Morrison v. Land, 169 Cal. 580, 586, 590 [147 P. 259], states the rules which are conclusive here. (P. 586.) “Passing without discussion other requisites, it is elementary that where, as here, the primary right of a party is legal in its nature, as distinguished from equitable, and one for which the law affords some remedy, as here damages by way of compensation for breach of contract, a proper exercise of the equitable jurisdiction will not give equitable relief in any case where the legal remedy is full and adequate and does complete justice.
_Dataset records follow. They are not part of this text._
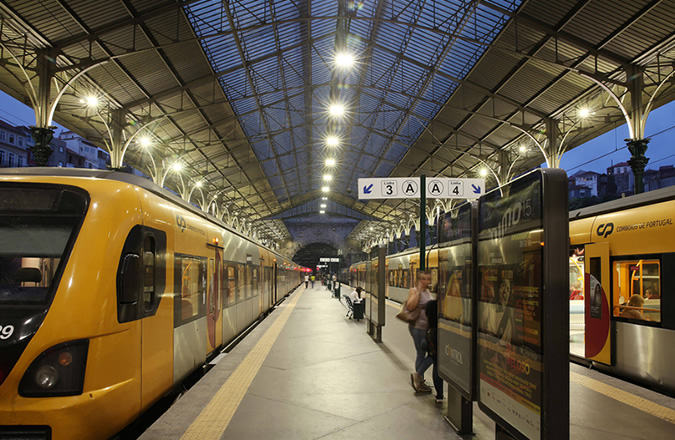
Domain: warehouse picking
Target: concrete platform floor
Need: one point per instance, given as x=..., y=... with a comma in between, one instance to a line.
x=321, y=376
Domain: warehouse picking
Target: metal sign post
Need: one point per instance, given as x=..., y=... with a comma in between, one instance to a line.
x=423, y=224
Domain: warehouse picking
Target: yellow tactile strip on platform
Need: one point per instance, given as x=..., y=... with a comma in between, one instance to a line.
x=214, y=418
x=625, y=397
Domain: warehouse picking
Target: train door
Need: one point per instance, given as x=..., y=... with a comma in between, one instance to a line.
x=597, y=304
x=270, y=284
x=157, y=316
x=214, y=331
x=275, y=283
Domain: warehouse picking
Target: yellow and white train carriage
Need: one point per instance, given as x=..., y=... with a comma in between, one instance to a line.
x=112, y=290
x=625, y=250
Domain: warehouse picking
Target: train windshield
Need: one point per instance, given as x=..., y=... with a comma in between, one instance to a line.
x=38, y=224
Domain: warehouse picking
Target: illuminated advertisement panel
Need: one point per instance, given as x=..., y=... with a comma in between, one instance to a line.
x=456, y=353
x=522, y=238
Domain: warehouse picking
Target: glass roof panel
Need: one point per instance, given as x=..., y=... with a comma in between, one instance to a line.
x=277, y=71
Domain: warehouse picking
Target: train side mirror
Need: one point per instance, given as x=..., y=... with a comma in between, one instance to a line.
x=129, y=279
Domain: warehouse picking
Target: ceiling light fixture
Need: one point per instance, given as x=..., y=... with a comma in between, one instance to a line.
x=336, y=110
x=344, y=60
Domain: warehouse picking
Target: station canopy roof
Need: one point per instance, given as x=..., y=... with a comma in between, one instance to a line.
x=239, y=92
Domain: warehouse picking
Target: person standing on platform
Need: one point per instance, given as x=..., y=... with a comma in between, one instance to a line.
x=418, y=297
x=356, y=295
x=431, y=310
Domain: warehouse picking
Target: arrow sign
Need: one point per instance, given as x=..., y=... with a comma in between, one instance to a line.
x=409, y=188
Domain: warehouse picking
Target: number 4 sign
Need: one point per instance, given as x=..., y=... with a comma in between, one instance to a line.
x=409, y=187
x=456, y=188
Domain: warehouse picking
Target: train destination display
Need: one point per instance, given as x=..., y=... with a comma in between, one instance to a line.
x=515, y=294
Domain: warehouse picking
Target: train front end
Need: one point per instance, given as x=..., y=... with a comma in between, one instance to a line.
x=57, y=345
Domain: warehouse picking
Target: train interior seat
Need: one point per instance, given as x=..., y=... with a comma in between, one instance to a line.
x=28, y=275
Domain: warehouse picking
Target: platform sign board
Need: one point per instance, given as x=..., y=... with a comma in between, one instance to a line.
x=456, y=303
x=410, y=188
x=523, y=315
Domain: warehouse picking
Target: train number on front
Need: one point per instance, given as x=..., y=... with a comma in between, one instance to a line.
x=6, y=331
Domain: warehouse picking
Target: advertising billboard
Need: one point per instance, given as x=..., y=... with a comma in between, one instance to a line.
x=522, y=295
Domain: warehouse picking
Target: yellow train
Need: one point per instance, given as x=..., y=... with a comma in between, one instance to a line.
x=621, y=278
x=112, y=291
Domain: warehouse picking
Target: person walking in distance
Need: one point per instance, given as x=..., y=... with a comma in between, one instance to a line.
x=418, y=297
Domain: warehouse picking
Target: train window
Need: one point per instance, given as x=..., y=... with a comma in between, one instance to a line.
x=231, y=284
x=241, y=284
x=254, y=280
x=149, y=273
x=576, y=277
x=636, y=287
x=192, y=272
x=247, y=285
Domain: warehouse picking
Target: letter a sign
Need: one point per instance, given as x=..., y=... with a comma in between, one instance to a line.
x=409, y=188
x=435, y=188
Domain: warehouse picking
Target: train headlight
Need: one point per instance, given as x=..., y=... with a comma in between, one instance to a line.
x=58, y=371
x=46, y=377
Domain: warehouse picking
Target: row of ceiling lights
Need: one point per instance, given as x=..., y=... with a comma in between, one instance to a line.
x=343, y=61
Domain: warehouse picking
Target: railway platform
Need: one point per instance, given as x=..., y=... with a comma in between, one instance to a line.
x=309, y=372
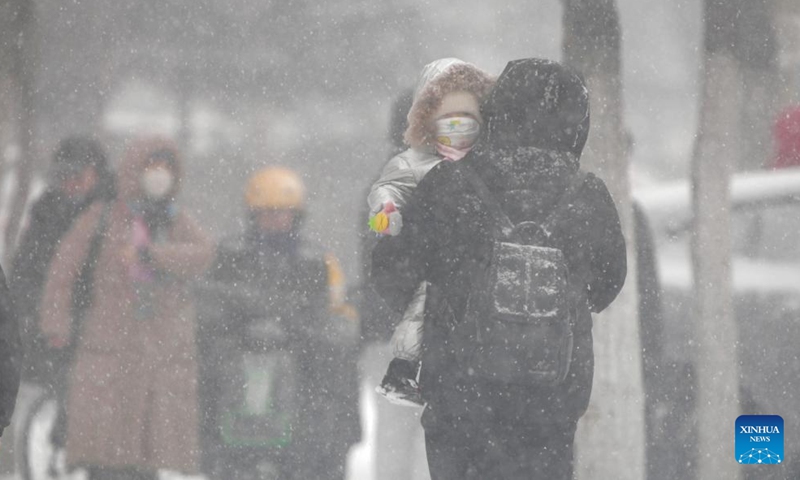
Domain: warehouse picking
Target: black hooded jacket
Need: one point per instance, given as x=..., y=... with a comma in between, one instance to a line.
x=537, y=123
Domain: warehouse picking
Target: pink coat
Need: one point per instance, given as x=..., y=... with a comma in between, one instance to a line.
x=133, y=387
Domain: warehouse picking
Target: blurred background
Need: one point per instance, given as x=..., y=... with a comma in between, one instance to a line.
x=244, y=83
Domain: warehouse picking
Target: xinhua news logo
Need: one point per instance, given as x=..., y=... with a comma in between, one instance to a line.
x=759, y=439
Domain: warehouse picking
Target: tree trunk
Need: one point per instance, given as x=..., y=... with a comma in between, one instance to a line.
x=757, y=50
x=716, y=154
x=20, y=95
x=610, y=442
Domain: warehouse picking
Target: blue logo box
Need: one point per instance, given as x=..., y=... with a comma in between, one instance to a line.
x=759, y=439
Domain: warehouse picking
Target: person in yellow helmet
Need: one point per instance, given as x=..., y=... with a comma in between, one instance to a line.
x=283, y=383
No principle of equitable jurisprudence is more firmly established than this. (1 Pomeroy’s Equity Jurisprudence, sec. 221.) For instance, the exclusive jurisdiction of equity to grant relief by way of specific performance of a contract will be exercised only in those cases where the legal remedy of compensatory damages is insufficient under the circumstances of the case, in the opinion of the court, to do com*540píete justice between the parties.” And (p.,590) “An ordinary action at law for breach of the contract would bring him the very thing to which he is entitled under the allegations of his complaint—afford him full and adequate relief. In such an action, the measure of damages would have been the value of the property agreed to be bequeathed, for that was the amount in which he was damaged by the breach.” (See Flood v. Templeton, 148 Cal. 374, 378 [83 P. 148] ; Zellner v. Wassman, 184 Cal. 80, 84, 87 [193 P. 84]; Rulle v. Richardson, 188 Cal. 150, 154 [204 P. 572]; Long v. Rumsey, 12 Cal.2d 334, 342 [84 P.2d 146].)

The judgment is affirmed.

Goodell, J., and Dooling, J., concurred.

A petition for a rehearing was denied February 13, 1946, and appellant’s petition for a hearing by the Supreme Court was denied March 14, 1946.